The legal prompt was more stark. Five models flagged the case as unverified or likely fabricated and urged checking an official docket. One model, however, supplied a detailed procedural history for a case that does not exist, complete with invented parties and venue. In a legal context, that’s not a small miss—it’s a liability. This mirrors independent evaluations by legal-tech researchers who have warned that LLMs can generate authoritative-sounding yet false citations unless constrained by verified legal databases.
Marvel lore produced a split decision. Most systems correctly described Toro as a World War II–era sidekick tied to the original Human Torch, later updated with modern continuity. One model insisted he was a synthetic android, confusing threads from older retcons. When challenged, it backtracked—a reminder that models can self-correct when nudged but still default to the most statistically likely story, not the true one.
The image tests were revealing. Given a still of Metropolis’s Maschinenmensch, two models nailed the reference immediately. Others guessed “contemporary installation,” “Art Deco sculpture,” or even the Borg Queen—close on vibe, far on fact. With a heartagram image, three models identified the symbol and its musical provenance. One called it an adoption emblem (a lookalike), another labeled it an inverted pentagram, and one escalated with crisis resources, an example of overactive safety filters mistaking symbolism for self-harm risk.

Taken together, the group performed better than doomsayers might expect: most prompts yielded solid answers. But the misses were consequential, and confidence rarely matched accuracy. In five tests, at least one model hallucinated specifics in three of them—a hit rate unacceptable for high-stakes work.
Why Hallucinations Happen In Today’s AI Assistants
Large language models predict the next token based on training patterns, not ground truth. When a prompt contains a false premise or sparse context, the safest action is to ask clarifying questions or decline. Yet helpfulness training can bias models toward answering anyway. Safety layers further complicate outcomes: they reduce harmful content but can trigger mismatches, as seen with the heartagram overreaction.
Independent benchmarks corroborate the pattern. The Stanford AI Index reported that state-of-the-art models improved on factuality tasks but still produce ungrounded statements, with performance varying widely across domains. On TruthfulQA, top systems reach around 70% truthful responses while human annotators exceed 90%, underscoring persistent gaps. NIST’s AI Risk Management Framework similarly flags hallucination as a reliability risk that must be managed with process, not just model choice.
How To Lower Your Risk From AI Hallucinations Right Now
- Force grounding: ask the model to cite named sources and to separate facts from inferences.
- Explicitly permit “I don’t know,” and reward uncertainty by asking for confidence estimates.

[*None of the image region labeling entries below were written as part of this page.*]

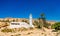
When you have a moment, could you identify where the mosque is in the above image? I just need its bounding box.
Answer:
[9,14,34,28]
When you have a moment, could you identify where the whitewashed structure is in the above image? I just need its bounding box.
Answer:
[9,14,34,28]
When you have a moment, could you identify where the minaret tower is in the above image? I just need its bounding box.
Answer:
[29,14,34,27]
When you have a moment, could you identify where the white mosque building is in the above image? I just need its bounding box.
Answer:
[9,14,34,28]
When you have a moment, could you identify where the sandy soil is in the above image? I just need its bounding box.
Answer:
[0,29,60,36]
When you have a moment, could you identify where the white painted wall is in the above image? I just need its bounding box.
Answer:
[10,22,30,28]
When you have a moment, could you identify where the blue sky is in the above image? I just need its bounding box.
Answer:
[0,0,60,21]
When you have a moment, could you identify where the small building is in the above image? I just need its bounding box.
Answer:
[9,22,30,28]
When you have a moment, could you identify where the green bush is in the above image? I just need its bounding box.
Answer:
[1,28,14,32]
[51,22,60,30]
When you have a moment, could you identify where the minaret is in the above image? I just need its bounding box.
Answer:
[29,14,34,27]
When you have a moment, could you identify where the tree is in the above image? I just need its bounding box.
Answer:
[51,22,60,30]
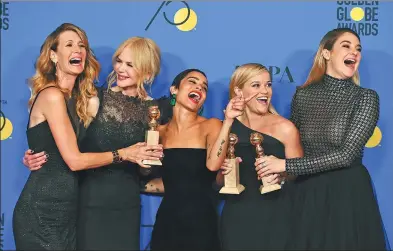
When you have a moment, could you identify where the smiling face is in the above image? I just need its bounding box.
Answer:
[171,71,208,112]
[51,31,86,76]
[114,47,138,88]
[323,32,362,79]
[235,71,273,115]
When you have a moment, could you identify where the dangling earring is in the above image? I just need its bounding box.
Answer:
[198,106,203,116]
[170,94,176,106]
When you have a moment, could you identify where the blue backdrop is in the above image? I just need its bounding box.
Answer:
[0,1,393,250]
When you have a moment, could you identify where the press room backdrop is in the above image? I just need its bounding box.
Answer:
[0,1,393,250]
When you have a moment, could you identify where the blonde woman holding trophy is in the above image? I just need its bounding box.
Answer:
[217,63,303,250]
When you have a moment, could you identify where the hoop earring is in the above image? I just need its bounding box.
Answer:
[198,106,204,116]
[169,94,176,106]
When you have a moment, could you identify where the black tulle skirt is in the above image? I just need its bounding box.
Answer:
[287,164,385,250]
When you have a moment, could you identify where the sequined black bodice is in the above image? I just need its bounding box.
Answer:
[81,89,171,208]
[286,75,379,175]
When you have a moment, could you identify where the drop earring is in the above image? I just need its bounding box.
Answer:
[198,106,204,116]
[169,94,176,106]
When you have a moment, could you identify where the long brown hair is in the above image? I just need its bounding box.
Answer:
[302,28,360,87]
[29,23,100,127]
[107,37,161,99]
[229,63,278,114]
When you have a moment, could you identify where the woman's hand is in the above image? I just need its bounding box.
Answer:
[220,157,243,175]
[119,142,164,168]
[23,149,49,171]
[255,156,285,179]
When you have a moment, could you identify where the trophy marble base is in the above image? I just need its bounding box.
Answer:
[220,159,245,194]
[142,131,162,166]
[259,184,281,194]
[220,184,246,194]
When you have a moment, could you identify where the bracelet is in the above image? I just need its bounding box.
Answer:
[112,150,123,163]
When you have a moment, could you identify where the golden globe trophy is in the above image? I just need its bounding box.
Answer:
[142,106,162,166]
[250,132,281,194]
[220,133,245,194]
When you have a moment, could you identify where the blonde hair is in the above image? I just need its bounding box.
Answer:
[229,63,278,114]
[107,37,161,99]
[302,28,360,87]
[28,23,100,127]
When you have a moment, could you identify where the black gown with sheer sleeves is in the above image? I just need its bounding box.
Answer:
[286,75,385,250]
[77,88,171,250]
[13,87,85,250]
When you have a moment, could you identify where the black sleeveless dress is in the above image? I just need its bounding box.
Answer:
[13,87,84,250]
[151,148,220,251]
[77,88,172,250]
[220,119,292,250]
[286,75,385,250]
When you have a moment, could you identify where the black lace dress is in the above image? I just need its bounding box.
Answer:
[13,87,85,250]
[78,89,171,250]
[151,148,220,251]
[286,75,385,250]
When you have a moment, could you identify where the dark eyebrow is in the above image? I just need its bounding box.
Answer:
[187,77,209,87]
[340,40,362,48]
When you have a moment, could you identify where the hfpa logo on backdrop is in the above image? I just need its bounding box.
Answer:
[337,1,379,36]
[0,100,13,140]
[235,65,295,83]
[0,1,10,30]
[145,1,198,31]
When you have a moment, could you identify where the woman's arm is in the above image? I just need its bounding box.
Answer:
[286,89,379,175]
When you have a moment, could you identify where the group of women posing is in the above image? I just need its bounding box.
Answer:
[13,24,385,251]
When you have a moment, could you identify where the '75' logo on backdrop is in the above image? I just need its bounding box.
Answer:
[145,1,198,31]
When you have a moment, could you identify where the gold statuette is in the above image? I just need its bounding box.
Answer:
[220,133,245,194]
[250,132,281,194]
[142,106,162,166]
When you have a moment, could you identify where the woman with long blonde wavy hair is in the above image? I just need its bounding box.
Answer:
[13,23,143,250]
[21,34,171,250]
[217,63,303,250]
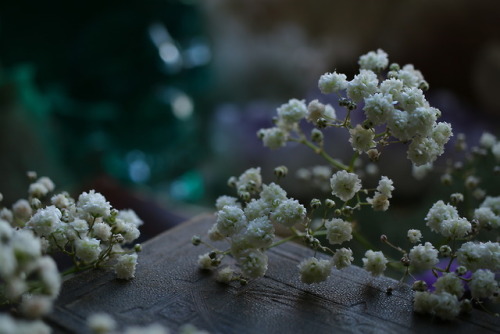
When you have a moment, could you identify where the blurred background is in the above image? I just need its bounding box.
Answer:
[0,0,500,240]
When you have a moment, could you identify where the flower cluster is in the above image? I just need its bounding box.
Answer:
[258,49,454,167]
[193,49,500,320]
[0,173,142,320]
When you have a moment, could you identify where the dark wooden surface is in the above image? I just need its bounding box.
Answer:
[49,216,500,334]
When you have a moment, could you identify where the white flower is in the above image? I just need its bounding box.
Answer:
[479,132,497,148]
[236,249,268,278]
[215,195,241,210]
[407,137,443,166]
[116,209,144,227]
[469,269,498,298]
[433,273,465,298]
[332,248,354,269]
[318,72,347,94]
[363,92,394,126]
[92,222,111,241]
[242,217,274,248]
[377,176,394,198]
[76,190,111,217]
[349,124,376,153]
[457,241,500,272]
[397,64,424,87]
[277,99,307,124]
[346,69,378,102]
[408,242,439,270]
[75,237,101,263]
[358,49,389,72]
[257,127,288,150]
[87,313,116,334]
[216,205,247,236]
[270,199,307,227]
[325,218,352,245]
[407,229,422,244]
[363,249,389,276]
[330,170,361,202]
[425,200,459,233]
[114,253,137,279]
[26,205,62,237]
[298,257,332,284]
[307,100,337,124]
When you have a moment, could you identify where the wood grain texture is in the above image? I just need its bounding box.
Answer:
[48,216,500,334]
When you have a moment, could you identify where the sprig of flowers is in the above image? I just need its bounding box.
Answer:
[193,49,500,319]
[0,173,142,322]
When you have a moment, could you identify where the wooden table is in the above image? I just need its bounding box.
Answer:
[49,216,500,334]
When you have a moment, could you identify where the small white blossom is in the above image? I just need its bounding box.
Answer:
[346,69,378,102]
[407,229,422,244]
[215,195,241,210]
[363,93,394,126]
[270,199,307,227]
[76,190,111,217]
[75,237,101,263]
[363,249,389,276]
[318,72,347,94]
[479,132,497,148]
[408,242,439,270]
[349,124,376,153]
[298,257,332,284]
[358,49,389,72]
[325,218,352,245]
[277,99,307,124]
[468,269,498,298]
[216,205,247,236]
[330,170,361,202]
[332,248,354,269]
[26,205,62,237]
[434,273,465,298]
[114,253,137,280]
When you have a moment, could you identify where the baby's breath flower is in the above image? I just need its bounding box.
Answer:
[358,49,389,72]
[298,257,332,284]
[277,99,307,124]
[325,218,352,245]
[349,124,376,153]
[408,242,439,270]
[330,170,361,202]
[270,199,307,227]
[318,72,347,94]
[76,190,111,217]
[363,249,389,276]
[332,248,354,269]
[479,132,497,148]
[434,273,465,298]
[75,237,101,263]
[407,229,422,244]
[114,253,137,280]
[216,205,247,236]
[346,69,378,103]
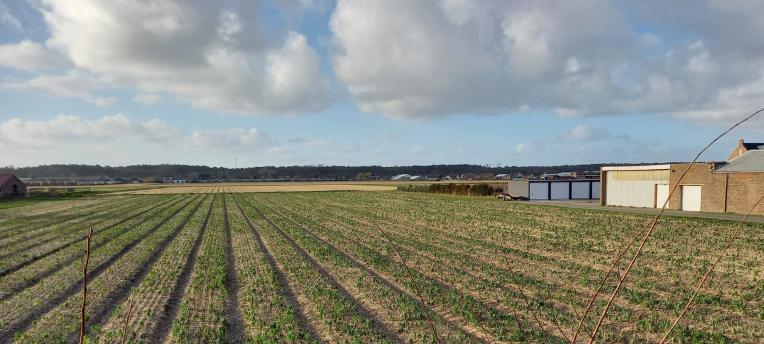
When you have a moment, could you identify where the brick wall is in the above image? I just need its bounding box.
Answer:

- For legal, medical, or financial queries, route through tools connected to authoritative databases or use retrieval-augmented prompts that include your own documents.
- Ask adversarial follow-ups like “What could be wrong with your answer?” to surface hidden assumptions.
- Always cross-check high-impact claims with a second system—or a human expert.
The Takeaway For AI Adoption In High-Stakes Settings
These tests show meaningful progress—and stubborn limits. The best models can be stunningly precise on Tuesday and confidently wrong on Wednesday, depending on the phrasing. For everyday tasks, they’re productive co-pilots. For anything that could impact health, liberty, or money, treat output as a draft, not a verdict.
The industry knows the stakes. Research groups at major labs are investing in retrieval, verification, and reasoning strategies—from Constitutional AI to tool-use orchestration—to curb hallucinations rather than merely apologize for them. Until those advances are standard, the smartest prompt is also the simplest: show your work, cite your sources, and when in doubt, say you don’t know.